Better Call Saul: Something Stupid - Review

Kritik der Episode 4x07

„Better Call Saul“ (c) AMC
„Better Call Saul“ (c) AMC

In Something Stupid wird deutlich, wie sehr sich Jimmy und Kim in Better Call Saul mittlerweile auseinandergelebt haben, auch wenn keiner von den beiden das Kind beim Namen nennen möchte. Sie finden jedoch erneut zueinander, was jedoch nicht die cleverste Idee ist und unschöne Konsequenzen haben könnte...

Ich bin immer wieder erstaunt, wie viel Inhalt Better Call Saul in vergleichsweise geringer Laufzeit unterbringen kann. Something Stupid, die siebte Episode der vierten Staffel, zählt gerade einmal 41 Minuten. 41 Minuten, in denen wie so oft in dem Breaking Bad-Spin-off sehr bewusst Dialoge platziert werden und immer wieder auf Worte verzichtet wird, um einfach zu zeigen, was gerade in den verschiedenen Charakteren vorgeht. 41 Minuten, die ratzfatz vorüber sind und den Zuschauern trotzdem so viel zum Nachdenken, zum Analysieren und zum Interpretieren geben. Der Blick auf meine ausführlichen Notizen zur Folge bestätigt dies.

Es macht großen Spaß, eine Episode von „Better Call Saul“ in einem Rutsch zu sehen, weil es sich so anfühlt, als würde man einer gut geölten Maschine beim Arbeitsprozess zuschauen, in der jedes Zahnrad ins andere greift und am Ende des Fließbands letztlich ein feingeschliffenes, makelloses Produkt auf der Palette landet. Nicht weniger spannend ist es, die einzelnen Arbeitsschritte genauer zu betrachten, die Details zu beobachten und die Präzision in der Umsetzung wertzuschätzen. Nichts anderes geschieht in „Something Stupid“, eine Folge, die den Plot elegant vorantreibt, sich aber über unscheinbare Nuancen und wundervolle Zwischentöne auch die Zeit für die kleineren Aspekte der Erzählung nimmt, die im weiteren Verlauf der Staffel noch ein gigantisches Ausmaß annehmen könnten.

Doch „Better Call Saul“ trumpft nicht nur in dieser Hinsicht auf. Die Serie hat sich ihren exzellenten Ruf auch dadurch erarbeitet, weil hier Dinge anders gemacht werden, als es sonst in der weiten Serienwelt der Fall ist.

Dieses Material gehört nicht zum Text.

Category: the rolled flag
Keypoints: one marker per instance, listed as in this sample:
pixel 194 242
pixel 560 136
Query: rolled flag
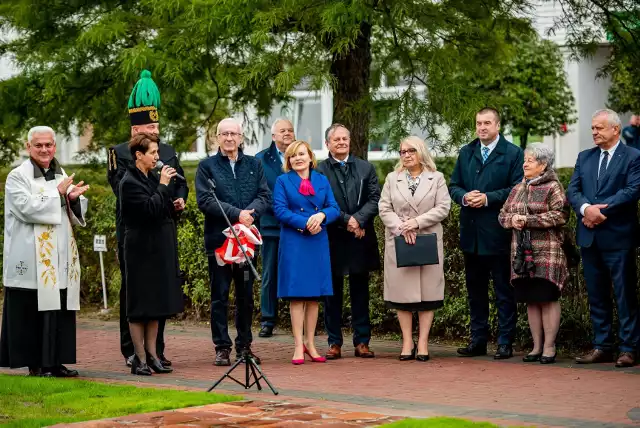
pixel 230 251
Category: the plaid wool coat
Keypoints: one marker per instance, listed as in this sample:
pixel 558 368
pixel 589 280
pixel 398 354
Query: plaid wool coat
pixel 547 211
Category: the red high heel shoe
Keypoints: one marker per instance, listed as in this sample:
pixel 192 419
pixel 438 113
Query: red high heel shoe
pixel 314 359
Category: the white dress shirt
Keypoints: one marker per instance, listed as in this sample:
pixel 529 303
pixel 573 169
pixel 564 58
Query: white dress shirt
pixel 611 151
pixel 491 146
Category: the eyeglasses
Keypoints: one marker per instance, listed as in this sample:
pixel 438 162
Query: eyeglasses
pixel 411 151
pixel 229 134
pixel 46 146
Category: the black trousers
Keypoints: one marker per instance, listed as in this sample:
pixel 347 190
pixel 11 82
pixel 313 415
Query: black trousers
pixel 126 344
pixel 32 338
pixel 220 278
pixel 359 292
pixel 478 270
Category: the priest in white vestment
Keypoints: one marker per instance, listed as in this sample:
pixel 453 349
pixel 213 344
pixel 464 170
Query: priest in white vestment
pixel 41 266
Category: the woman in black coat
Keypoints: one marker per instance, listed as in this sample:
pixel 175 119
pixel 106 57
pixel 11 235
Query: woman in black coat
pixel 150 251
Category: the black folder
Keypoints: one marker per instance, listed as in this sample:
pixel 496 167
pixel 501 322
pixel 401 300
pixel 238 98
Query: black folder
pixel 423 252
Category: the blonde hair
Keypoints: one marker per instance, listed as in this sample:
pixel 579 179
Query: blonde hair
pixel 424 157
pixel 292 149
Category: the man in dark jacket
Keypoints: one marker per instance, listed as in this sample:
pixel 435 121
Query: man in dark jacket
pixel 272 159
pixel 631 133
pixel 242 190
pixel 352 240
pixel 485 172
pixel 144 118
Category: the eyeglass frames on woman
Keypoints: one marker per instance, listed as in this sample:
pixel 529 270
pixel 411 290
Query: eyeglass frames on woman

In anderen Serien würden wir wahrscheinlich über mehrere Episoden, vielleicht sogar Staffeln, sehen, wie sich ein Paar immer mehr voneinander entfernt, wie sich beide Partner entfremden und die Distanz zwischen ihnen nicht mehr zu leugnen ist. Das ist ein Ansatz. In „Better Call Saul“ hat man die unterschiedlichen Anzeichen einer Beziehungskrise zwischen Jimmy und Kim bereits sehr früh dezent und subtil gestreut, große Streitigkeiten gab es nicht zu sehen. Dafür jetzt aber eine herrliche Montage zum Evergreen „Something Stupid", durch die innerhalb von fünf Minuten alles über den Status der Beziehung der beiden gesagt wird, was man wissen muss.

Das Leben des anderen

Drehbuchautorin Alison Tatlock (vornehmlich als Supervising Producer für die AMC-Serie tätig) und Regisseurin Deborah Chow, die erstmals eine Episode von „Better Call Saul“ inszeniert hat, haben sich zu Beginn von „Something Stupid“ etwas ganz Besonderes einfallen lassen, das wunderschön und tragisch zugleich ist. Mit einem dicken, fetten, schwarzen Strich in der Mitte des Bildes wird eine deutliche Trennlinie zwischen Jimmy (Bob Odenkirk) und Kim (Rhea Seehorn) gezogen, deren Leben aktuell unterschiedlicher nicht sein könnte. Für Kim läuft es ausgezeichnet, ihre Arbeit erfüllt sie, Mesa Verde ist zufrieden, sie kann Menschen in Notsituationen helfen, der Trend zeigt deutlich nach oben. Jimmy verschachert derweil zusammen mit Huell (Lavell Crawford) weiter Mobiltelefone auf der Straße und zählt die Tage, bis er wieder als Anwalt arbeiten darf.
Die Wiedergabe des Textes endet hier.